ASPEN, Colo. - Already, Aspen has a distinctly grayish tint to its population. In future years, as baby boomers begin to retire, 88 per cent of locals want to stay in Aspen. That works out to a potential market for 1,200 people for retirement housing.

"They don't want to move downvalley, or to Arizona, or Timbuktu," said Iris Marsh, executive director of the Aspen Valley Medical Foundation. "Some of these people have been here 30, 40 years or more and this is their home. They have invested in the community, contributed to the community. Their friends and family are here."

With that in mind, the foundation has assembled conceptual plans for a continuing-care retirement community. Included would be 60 independent-living apartments, 40 assisted-living apartments, and 20 skilled nursing rooms, as well as communal facilities such as a dining hall.

The Aspen Times reports that the foundation hopes for 10 to 20 acres of land as close to Aspen as possible for the retirement community. There is already a substantial waiting list for rooms at an existing assisted-living facility in Aspen.


Short sales helping

KETCHUM, Idaho - Here and there comes evidence that the real estate market has been recovering. In the Wood River Valley, homes have been selling at double the rate of last year, and prices in those transactions have also increased. Total sales volume for the year was reported to be $72 million, compared to $47 million for the first four months of last year. Foreclosures have also been up, but just a little. The biggest story, real estate agents say, has been in so-called short sales, when the mortgage holder agrees to take less money than what was owed on the property.


Sign of economic change

CANMORE, Alberta - Home-building has begun again in Canmore, at the entrance to Banff National Park. The Rocky Mountain Outlook tells of a 52-unit housing project called Versant, which is the first in western Canada to seek LEED certification in the multi-family category.

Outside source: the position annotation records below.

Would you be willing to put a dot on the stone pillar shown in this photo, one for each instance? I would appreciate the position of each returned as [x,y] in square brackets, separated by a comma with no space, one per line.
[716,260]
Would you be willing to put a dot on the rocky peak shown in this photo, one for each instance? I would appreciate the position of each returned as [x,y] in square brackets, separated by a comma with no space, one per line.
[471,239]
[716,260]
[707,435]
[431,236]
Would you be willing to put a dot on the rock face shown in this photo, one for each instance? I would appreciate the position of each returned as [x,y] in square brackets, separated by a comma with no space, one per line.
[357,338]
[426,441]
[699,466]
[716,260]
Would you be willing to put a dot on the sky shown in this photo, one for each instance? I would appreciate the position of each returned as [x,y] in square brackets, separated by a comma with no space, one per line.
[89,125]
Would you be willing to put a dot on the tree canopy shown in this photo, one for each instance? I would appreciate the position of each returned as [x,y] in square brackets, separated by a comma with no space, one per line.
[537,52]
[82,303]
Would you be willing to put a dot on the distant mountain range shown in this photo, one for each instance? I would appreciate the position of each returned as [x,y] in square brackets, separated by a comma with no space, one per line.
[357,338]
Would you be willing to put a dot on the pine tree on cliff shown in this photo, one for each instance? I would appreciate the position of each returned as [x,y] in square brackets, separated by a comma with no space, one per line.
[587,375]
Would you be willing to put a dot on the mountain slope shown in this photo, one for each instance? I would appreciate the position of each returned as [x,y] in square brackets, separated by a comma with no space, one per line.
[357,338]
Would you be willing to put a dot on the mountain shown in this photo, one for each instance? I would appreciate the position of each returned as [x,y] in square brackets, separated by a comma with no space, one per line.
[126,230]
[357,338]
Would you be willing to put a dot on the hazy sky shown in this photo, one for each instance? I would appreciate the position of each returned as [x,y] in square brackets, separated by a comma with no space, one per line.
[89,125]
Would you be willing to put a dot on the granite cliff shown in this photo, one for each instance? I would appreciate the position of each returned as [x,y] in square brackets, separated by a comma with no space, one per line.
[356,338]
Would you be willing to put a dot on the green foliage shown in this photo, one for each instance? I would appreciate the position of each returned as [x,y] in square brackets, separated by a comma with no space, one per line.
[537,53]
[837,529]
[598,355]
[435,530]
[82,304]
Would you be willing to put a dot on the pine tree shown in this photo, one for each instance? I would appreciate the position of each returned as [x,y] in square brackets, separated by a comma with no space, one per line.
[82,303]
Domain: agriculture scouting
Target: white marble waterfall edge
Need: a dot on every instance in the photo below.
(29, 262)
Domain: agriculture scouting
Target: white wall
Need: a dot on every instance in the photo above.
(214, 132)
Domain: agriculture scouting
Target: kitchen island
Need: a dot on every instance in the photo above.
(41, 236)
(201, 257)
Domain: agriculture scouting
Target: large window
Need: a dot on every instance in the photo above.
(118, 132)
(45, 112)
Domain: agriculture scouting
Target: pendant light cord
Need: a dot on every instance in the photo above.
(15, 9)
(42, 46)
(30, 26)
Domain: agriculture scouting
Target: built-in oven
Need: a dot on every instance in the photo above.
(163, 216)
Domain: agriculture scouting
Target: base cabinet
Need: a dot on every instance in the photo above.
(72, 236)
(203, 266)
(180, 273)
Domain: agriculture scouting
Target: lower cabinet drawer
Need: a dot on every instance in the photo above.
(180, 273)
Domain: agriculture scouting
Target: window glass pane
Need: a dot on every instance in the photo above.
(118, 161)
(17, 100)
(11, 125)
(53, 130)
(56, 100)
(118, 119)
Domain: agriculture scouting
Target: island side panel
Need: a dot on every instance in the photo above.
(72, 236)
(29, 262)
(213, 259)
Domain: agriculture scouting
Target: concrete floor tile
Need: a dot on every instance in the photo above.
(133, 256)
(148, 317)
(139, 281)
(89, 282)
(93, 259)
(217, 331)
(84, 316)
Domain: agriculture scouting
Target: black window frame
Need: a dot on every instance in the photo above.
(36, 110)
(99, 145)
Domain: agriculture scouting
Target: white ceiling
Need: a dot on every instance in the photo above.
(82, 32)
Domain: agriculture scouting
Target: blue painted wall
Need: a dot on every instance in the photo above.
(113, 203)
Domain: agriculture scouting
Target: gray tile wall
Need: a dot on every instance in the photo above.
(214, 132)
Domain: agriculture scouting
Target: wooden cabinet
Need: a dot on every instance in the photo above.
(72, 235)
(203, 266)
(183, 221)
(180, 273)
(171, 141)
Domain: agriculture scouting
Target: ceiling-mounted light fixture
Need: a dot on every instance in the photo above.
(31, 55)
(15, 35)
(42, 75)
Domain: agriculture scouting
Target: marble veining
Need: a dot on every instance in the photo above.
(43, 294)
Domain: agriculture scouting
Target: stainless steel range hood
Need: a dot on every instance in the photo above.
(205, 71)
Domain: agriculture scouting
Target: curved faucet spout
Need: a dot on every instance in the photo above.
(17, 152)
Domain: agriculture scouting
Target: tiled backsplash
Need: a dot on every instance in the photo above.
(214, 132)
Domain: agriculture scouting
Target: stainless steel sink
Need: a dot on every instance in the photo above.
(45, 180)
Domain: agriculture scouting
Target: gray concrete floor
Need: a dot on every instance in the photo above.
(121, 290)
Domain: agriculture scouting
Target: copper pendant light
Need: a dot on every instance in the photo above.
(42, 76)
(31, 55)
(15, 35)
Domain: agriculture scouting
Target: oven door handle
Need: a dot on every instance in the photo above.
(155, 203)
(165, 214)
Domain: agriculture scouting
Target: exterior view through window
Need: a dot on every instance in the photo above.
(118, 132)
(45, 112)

Mayor Ron Casey, who was on hand to snip the ribbon, said the project represents good news after the economic market plummet. "We needed a change in the economy and confidence rebuilt, and we are starting to see that." He said he was optimistic that the construction would resume, if not necessarily to the levels of 2006-2007.

Not exactly a resort town

REVELSTOKE, B.C. - A few years ago, it looked like Revelstoke might be the next big thing in the resort world. Revelstoke Mountain Resort did open, with the promise of having the most descent of any ski area in North America. Real estate product began going up at the base.